Does dehydroepiandrosterone (DHEA) help ovarian function?

  ”Androgens, especially dehydroepiandrosterone (DHEA), can be used concomitantly with ovulation promotion in patients with low ovarian reserve”, but the limited amount of data alone does not provide a basis for evidence-based treatment.  Dehydroepiandrosterone has recently been used in women with low response to gonadotropins and in older women seeking assisted reproductive treatment. Although seemingly biologically plausible, recent evidence is still insufficient to prove its effectiveness.  DHEA is secreted by the adrenal glands and is now widely used to improve ovarian response in those with low ovarian response. It is especially used during superovulation to increase the number of eggs retrieved.
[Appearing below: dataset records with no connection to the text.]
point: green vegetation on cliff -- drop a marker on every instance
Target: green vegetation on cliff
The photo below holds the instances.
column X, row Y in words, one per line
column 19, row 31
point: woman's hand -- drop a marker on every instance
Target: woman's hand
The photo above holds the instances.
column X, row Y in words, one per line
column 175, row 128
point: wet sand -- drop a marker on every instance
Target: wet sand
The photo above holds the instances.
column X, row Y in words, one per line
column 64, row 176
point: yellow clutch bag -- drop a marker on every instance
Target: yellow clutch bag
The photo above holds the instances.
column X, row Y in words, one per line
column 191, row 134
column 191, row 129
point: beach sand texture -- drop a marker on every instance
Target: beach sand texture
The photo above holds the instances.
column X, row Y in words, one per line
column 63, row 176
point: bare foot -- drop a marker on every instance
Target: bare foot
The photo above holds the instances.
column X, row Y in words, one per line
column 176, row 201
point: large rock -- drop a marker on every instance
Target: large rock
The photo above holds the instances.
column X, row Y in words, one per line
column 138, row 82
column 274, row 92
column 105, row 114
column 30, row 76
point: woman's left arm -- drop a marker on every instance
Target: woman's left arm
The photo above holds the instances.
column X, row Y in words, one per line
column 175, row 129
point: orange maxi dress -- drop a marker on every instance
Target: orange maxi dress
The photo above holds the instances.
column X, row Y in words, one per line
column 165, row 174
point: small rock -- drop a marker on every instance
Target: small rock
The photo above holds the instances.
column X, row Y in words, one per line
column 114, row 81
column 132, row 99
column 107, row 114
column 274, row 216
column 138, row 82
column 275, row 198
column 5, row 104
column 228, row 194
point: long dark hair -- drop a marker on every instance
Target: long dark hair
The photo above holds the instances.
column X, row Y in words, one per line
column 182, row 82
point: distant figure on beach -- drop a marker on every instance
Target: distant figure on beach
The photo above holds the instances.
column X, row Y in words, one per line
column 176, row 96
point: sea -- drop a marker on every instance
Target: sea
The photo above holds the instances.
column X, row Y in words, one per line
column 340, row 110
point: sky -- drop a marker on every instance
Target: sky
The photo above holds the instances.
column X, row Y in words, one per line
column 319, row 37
However, some recent studies have questioned its effectiveness. Therefore, we summarize the evidence regarding DHEA supplementation and discuss whether DHEA supplementation has an evidence-based treatment rationale.  DHEA is an endogenous adrenal steroid hormone currently marketed as an over-the-counter drug and is widely used as a nutraceutical for anti-aging and enhancing sexual function. DHEA products available on the market are extracted from yam and can vary in purity and potency from 0-150% of the labeled amount.  It is undeniably difficult to conduct randomized controlled trials in patients, especially in ovarian hyporesponders. However, neither the difficulty in obtaining Level I evidence nor the absence of harm justifies the recommendation of OTC drugs. While the merits reported in the literature are worth considering, they are still a long way from being “convincing”. Until a well-designed study with a large sample can confirm that DHEA improves ovarian response or reserve, the use of DHEA is best considered experimental only.